Il fondo Statale dovrebbe garantire gli istituti bancari affinché gli stessi riescano a concedere crediti e prestiti alle piccole e medie imprese senza rischi ed in tempi molto rapidi cosi da consentire alle imprese di rispettare le scadenze delle forniture di merci già ricevute e che hanno scadenza marzo, aprile e maggio ed a seguire. Scadenze che se continua questa situazione di quarantena non potranno mai essere rispettate, con un effetto domino su tutto il sistema Paese. I prestiti concessi alle imprese avrebbero una durata massima di 5 anni.
Questa semplice soluzione consentirebbe a tutto il sistema Paese di non finire in una situazione di sofferenza che potrebbe avere gravissime conseguenze, dall’aumento della disoccupazione, al fallimento di tante piccole e medie aziende che già fino ad oggi sono riuscite a sopravvivere solo grazie al sacrificio degli imprenditori che con passione ed amore per il proprio lavoro adempiono ai propri doveri.
Per le Partite Iva e le piccole e media aziende si richiede la sospensione degli adempimenti fiscali fino al 31/12/2020. A questa data si formulerà un piano di rientro per regolarizzare le proprie situazioni fiscali nei confronti dello Stato.
Si necessità urgentemente di una serie ed adeguata riforma fiscale che permetta a tutte le attività di pagare le imposte allo Stato con la massima trasparenza evitando così ogni forma e pensiero di frode fiscale, unendo ad essa serie e rigide sanzioni per tutti i trasgressori che non rispettassero gli adempimenti richiesti.

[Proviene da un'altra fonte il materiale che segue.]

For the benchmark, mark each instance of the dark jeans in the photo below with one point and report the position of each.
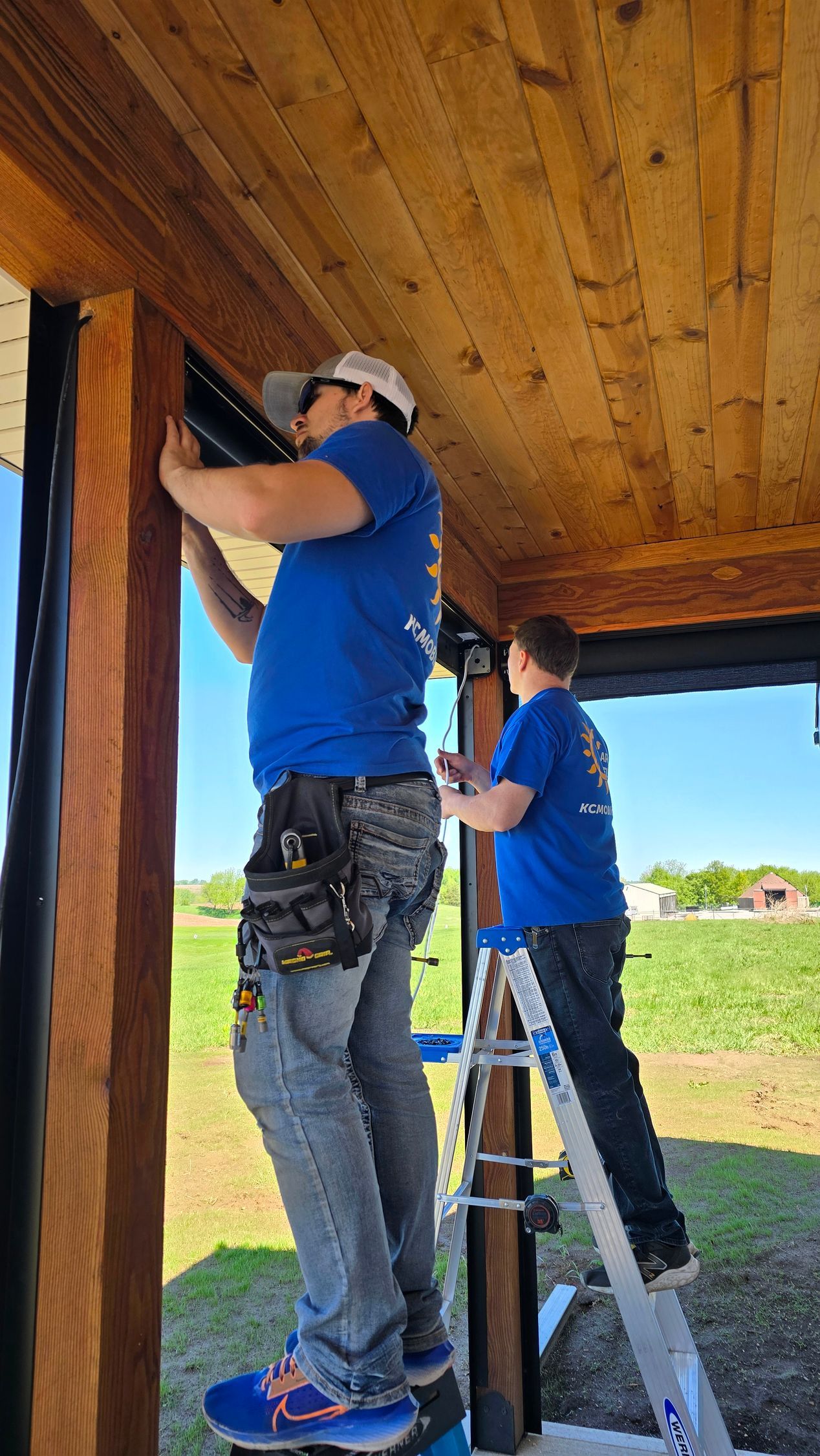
(580, 967)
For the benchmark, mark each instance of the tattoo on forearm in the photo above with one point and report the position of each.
(239, 608)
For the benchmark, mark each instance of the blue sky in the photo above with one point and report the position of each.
(694, 776)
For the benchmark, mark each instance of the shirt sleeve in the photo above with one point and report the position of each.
(382, 466)
(528, 752)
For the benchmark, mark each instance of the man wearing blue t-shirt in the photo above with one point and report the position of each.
(546, 800)
(340, 660)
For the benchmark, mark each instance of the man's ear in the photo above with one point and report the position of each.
(365, 394)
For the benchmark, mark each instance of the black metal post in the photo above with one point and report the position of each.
(27, 948)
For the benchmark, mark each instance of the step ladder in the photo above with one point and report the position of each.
(680, 1395)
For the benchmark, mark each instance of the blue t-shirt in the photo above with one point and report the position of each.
(558, 865)
(349, 637)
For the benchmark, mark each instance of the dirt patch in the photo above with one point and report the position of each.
(186, 917)
(758, 1333)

Si richiede al Governo di adeguare l’aliquota Iva in quanto la stessa risultava congrua ed adeguata al 14/16 %. Oggi invece che siamo arrivati al 22% la stessa non è da ritenersi più un aliquota ma bensì un ricarico andando ad aggravare in modo incisivo gli acquisti del consumatore finale.
Spett. presidente Conte ci affidiamo al suo buon senso ed alla sua umanità nell’accogliere tali richieste affinché il nostro Paese possa avere la giusta carica e le giuste motivazioni per una ripartenza, per una speranza e per un futuro migliore. A nome di tutti gli Italiani Grazie.